Hilary Knight, 26, was recently dubbed the "Wayne Gretzky of women's hockey," and while comparisons to The Great One rarely imply anything but the highest of compliments, that accolade is more complicated for Knight than it might be for an NHL sensation.
Knight is a US Olympian, world champion and collegiate champion, and she's the face of the National Women's Hockey League, the first pay-for-play women's hockey league, both on and off the ice.
So, does Knight want to be known as the Gretzky of the women's game or just one of the premier hockey players of our time? She told Elite Daily,
I’m kind of uncomfortable with both titles. My goal every time I step on the ice is to be the best hockey player in the world. Wayne Gretzky is a world-renowned hockey player, so it’s definitely an honor to be compared with one of the greats.
Hockey players are known to be stoic, straight-talking individuals, so I wasn't surprised to get such a PC answer from Knight, but after a little more conversation, it became apparent this hockey phenom isn't like any who has laced up a pair of skates before her.
A Palo Alto, California native, Hilary Knight currently finds herself in New England, playing for the NWHL's Boston Pride and fielding daily questions about what it means to be a hockey player, role model and torch-barer for female athletes everywhere.
She told Elite Daily,
In one respect, it’s really frustrating because you just want to be respected for your on-ice performance and [field] questions [just] regarding your on-ice performance. But, in another respect, you have to understand where the sport is. It is a responsibility to really get the word out there and develop a good relationship with the fan base and do a lot of leg work right now.
Still, hockey is hockey, no matter who's skating up and down the ice. First and foremost, Knight is a hockey player, and she's a steadfast student of the sport. She told Elite Daily,
It’s a dynamic game, and it’s extremely competitive. I think that’s something that’s extremely special. What separates hockey communities and other sporting communities is the fiery passion that each player has, and each fan has, for their respective club. Any given day you go into a game, it’s 50/50 because the game’s so dynamic.
Having to promote your own product is something all NWHL players have to do in order to help ensure the long-term success of the league -- such is life in a developing women's professional sports league -- but the burden which falls on Knight is far heavier than the weight on any of her colleague's shoulders.
Being the best, no matter what job you hold in life, comes with added responsibilities, pressure and attention. If the 26-year-old has a bad game or doesn't act like a mature veteran every night, she will undoubtedly fall under the microscope more than any other player.
Again, though, Knight refuses to use the pressure as an excuse to be anything less than who she was raised to be. She told Elite Daily,
I hope that I’m a very respectful person, and I hope those tendencies carry onto the ice. Because of my character and who I am, it’s not an extra test for me to go about my day being more respectful than someone else. It’s how I was brought up. At the same time, when I do get on the ice, everything is between the glass; it’s when I’m free, have fun, compete and play hockey.

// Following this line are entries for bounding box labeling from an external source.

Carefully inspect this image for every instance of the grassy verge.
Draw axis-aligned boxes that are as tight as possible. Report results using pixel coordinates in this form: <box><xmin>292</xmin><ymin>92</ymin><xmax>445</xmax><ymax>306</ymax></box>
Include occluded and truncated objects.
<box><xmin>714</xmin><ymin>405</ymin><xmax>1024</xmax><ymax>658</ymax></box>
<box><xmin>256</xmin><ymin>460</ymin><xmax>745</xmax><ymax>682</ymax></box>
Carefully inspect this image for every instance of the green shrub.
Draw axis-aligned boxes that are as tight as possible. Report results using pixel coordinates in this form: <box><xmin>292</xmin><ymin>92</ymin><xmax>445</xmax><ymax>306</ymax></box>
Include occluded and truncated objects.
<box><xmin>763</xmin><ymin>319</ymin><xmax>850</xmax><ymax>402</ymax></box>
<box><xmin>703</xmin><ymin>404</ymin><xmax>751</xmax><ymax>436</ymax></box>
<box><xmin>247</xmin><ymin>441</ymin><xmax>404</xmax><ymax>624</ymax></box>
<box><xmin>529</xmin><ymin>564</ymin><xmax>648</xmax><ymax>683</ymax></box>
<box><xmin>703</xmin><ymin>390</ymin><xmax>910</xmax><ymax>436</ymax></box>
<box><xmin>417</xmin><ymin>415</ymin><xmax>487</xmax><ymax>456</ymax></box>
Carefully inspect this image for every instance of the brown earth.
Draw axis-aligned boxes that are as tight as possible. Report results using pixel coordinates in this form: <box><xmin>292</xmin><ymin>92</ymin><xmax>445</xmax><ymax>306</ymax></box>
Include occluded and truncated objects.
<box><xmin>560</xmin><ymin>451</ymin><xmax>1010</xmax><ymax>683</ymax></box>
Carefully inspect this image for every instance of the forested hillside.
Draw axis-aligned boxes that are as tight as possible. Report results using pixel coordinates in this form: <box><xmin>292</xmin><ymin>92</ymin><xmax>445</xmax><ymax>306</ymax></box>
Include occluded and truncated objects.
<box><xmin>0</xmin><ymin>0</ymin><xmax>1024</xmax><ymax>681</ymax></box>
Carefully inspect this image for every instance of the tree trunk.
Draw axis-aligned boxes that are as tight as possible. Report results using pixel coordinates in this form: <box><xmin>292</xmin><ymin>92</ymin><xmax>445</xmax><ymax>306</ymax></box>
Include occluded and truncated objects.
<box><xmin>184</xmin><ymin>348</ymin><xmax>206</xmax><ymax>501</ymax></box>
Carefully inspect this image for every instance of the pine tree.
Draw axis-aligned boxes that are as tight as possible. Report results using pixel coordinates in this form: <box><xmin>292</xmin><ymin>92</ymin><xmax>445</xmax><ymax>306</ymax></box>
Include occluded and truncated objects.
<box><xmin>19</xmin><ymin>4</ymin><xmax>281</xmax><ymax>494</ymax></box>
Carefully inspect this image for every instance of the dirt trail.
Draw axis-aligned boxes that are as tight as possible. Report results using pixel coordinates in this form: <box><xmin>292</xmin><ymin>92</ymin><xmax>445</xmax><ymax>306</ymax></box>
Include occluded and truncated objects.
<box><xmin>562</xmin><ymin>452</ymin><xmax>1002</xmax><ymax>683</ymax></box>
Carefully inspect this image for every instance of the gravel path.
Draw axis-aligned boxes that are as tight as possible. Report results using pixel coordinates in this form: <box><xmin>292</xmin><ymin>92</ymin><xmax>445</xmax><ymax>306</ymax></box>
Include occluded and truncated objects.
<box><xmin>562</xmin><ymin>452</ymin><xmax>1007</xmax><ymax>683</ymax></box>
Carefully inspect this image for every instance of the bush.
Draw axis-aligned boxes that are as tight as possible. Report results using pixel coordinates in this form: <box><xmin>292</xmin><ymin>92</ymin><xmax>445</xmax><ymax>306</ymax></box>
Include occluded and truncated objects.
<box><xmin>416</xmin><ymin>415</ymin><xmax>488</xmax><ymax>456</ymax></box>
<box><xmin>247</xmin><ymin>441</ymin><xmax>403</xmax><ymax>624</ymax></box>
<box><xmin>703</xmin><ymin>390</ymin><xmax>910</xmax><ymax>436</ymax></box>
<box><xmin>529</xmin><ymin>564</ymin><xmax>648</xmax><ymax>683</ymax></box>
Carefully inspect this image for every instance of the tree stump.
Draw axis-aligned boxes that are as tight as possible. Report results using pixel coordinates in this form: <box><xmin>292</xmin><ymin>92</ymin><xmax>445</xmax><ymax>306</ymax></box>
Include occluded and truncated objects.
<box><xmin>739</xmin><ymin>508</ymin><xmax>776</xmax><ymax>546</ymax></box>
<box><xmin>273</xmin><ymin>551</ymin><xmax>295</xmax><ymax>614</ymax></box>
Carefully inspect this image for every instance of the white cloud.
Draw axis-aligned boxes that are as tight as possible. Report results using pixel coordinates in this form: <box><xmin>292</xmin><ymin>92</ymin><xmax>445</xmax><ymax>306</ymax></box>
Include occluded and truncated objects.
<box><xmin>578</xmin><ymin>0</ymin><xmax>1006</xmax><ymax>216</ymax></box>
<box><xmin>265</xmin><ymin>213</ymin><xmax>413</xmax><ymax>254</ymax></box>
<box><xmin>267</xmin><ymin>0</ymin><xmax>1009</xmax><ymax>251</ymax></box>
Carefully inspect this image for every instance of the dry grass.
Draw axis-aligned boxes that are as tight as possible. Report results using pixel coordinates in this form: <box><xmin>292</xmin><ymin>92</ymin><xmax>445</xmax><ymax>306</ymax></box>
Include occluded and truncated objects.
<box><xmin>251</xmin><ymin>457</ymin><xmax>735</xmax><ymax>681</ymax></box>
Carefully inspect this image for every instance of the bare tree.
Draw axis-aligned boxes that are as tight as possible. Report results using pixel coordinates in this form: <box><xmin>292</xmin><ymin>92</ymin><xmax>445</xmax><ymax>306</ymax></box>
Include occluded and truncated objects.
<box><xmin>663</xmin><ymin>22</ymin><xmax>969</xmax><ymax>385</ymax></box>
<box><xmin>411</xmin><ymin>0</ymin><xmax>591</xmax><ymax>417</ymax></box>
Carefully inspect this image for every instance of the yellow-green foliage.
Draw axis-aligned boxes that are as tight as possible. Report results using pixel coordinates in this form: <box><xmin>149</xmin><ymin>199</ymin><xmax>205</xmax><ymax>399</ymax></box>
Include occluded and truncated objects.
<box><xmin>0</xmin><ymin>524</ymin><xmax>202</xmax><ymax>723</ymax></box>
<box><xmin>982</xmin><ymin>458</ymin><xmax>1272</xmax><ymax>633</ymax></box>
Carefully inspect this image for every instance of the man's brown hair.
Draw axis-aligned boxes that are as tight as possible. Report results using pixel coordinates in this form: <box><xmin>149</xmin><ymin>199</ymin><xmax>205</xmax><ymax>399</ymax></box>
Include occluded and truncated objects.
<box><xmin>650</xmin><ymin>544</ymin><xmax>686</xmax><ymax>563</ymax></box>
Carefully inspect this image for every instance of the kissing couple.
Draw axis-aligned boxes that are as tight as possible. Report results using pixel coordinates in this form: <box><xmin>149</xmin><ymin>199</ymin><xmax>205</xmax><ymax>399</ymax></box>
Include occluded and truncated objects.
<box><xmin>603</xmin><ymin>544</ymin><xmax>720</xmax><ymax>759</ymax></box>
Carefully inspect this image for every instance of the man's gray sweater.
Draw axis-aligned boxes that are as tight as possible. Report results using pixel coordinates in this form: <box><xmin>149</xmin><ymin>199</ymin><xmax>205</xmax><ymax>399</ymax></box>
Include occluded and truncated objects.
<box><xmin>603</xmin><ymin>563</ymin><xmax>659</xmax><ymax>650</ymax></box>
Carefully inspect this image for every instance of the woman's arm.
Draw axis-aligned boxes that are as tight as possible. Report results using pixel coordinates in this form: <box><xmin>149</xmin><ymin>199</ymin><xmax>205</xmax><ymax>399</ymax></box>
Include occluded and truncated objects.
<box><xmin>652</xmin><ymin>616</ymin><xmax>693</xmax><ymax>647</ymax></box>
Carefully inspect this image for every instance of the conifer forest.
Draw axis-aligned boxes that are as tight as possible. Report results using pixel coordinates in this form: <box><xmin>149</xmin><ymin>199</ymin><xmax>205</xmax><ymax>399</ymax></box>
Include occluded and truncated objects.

Being that March is Women's History Month, I thought it important to ask Knight about her female role models growing up, as well as what this special month means to her. She told Elite Daily,
My mom is a huge hero. She said “Oh, girls don’t play hockey? She likes hockey, she’s playing hockey. It doesn’t matter if she’s a girl or a boy. She loves the sport. She’s going to play.” To have such a strong figure in my life, and sort of a backbone, is instrumental to my success now. I think [Women's History Month is about] paying respect and giving credit where credit’s do, as well as seeing the growth of women’s sports and all of the people it’s taken to get women’s sports to where they are now.
Knight isn't naive about her responsibility to future generations of female athletes. However, she appears to see it more as an opportunity than as a responsibility. Knight told Elite Daily,
Right now, I am able to speak on different issues and really inspire women’s sports in general. That’s something that’s really important, and I’m really honored to be a part of it. The power is in our hands to really advance the growth of women’s sports.
The captain of the Boston Pride leads the NWHL in points (33), goals (15) and assists (18), and while she's more than happy to talk about being featured in ESPN's Body Issue, progressing women's sports, listening to Drake and chowing down on Margherita pizza, at the end of the day, she's a competitor who cares above all about winning.
She's about to lead her first-place team into the NWHL playoffs, where her focus will be solely on trying to win another championship for a city that prides itself on trophies.
Knight told Elite Daily,
It sounds cliché, but our pride is on the line. We’re a very competitive group, and we want to win. Anything short of the Isobel Cup is definitely a failure in all of our minds. A consolation prize at any level will not be accepted.
From one of the world's best hockey players, who would expect anything less?